In March 2006, Amazon announced a new service with little fanfare. A single paragraph on a 'What's New' page introduced Amazon Simple Storage Service, promising 'storage for the Internet.' The launch was so understated that the lead blog post was written hastily before a flight. Few could have predicted this service would fundamentally rewire how the world stores and uses data.

Two decades later, S3's original premise—simple PUT and GET commands—has scaled to almost incomprehensible levels. It now holds over 500 trillion objects across hundreds of exabytes. The cost, however, has moved in the opposite direction, dropping roughly 85% from its original 15 cents per gigabyte. The most telling statistic? Code written for S3 in 2006 still runs without modification today, a testament to relentless backward compatibility amid total internal reinvention.

For data and machine learning engineers, S3's evolution is particularly significant. It has shifted from a passive repository to an active data foundation. Recent additions like S3 Tables for managed Apache Iceberg, S3 Vectors for semantic search, and S3 Metadata for instant discovery are reshaping architecture. These features allow teams to work with data directly in storage, avoiding costly movement and duplication between specialized systems. The vector indexing capability alone saw 40 billion vectors ingested in its first five months after a 2025 launch.
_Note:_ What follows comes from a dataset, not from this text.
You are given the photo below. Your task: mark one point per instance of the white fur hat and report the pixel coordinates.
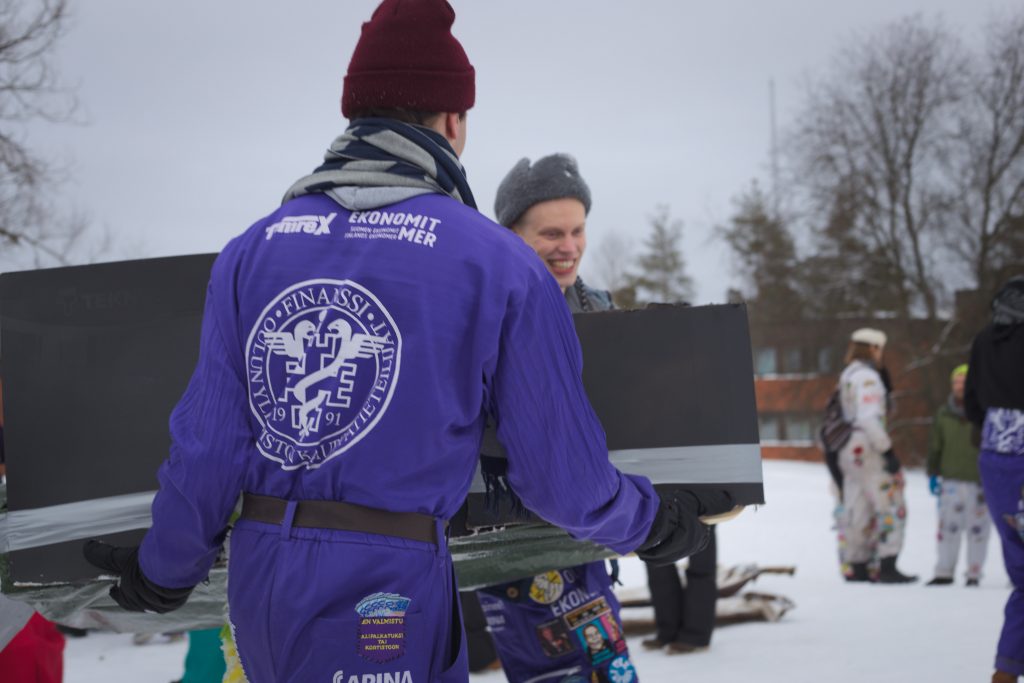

Underpinning this is engineering rigor suited to planetary scale. Critical performance code is progressively rewritten in Rust for safety and speed. Formal methods mathematically prove system correctness. A fleet of microservices continuously audits every stored byte, triggering repairs at the first sign of degradation. The design philosophy turns scale into an asset: as the system grows, workloads become more decorrelated, improving reliability for all users.

As S3 enters its third decade, its role is crystallizing: to be the single, universal layer for all data and AI workloads. The goal is to store data once and enable every possible use case from that location. For engineers building the next generation of models and applications, this isn't just about cheaper storage. It's about a foundational layer that removes friction, letting them focus on what they build rather than how they manage the bits.

Source: AWS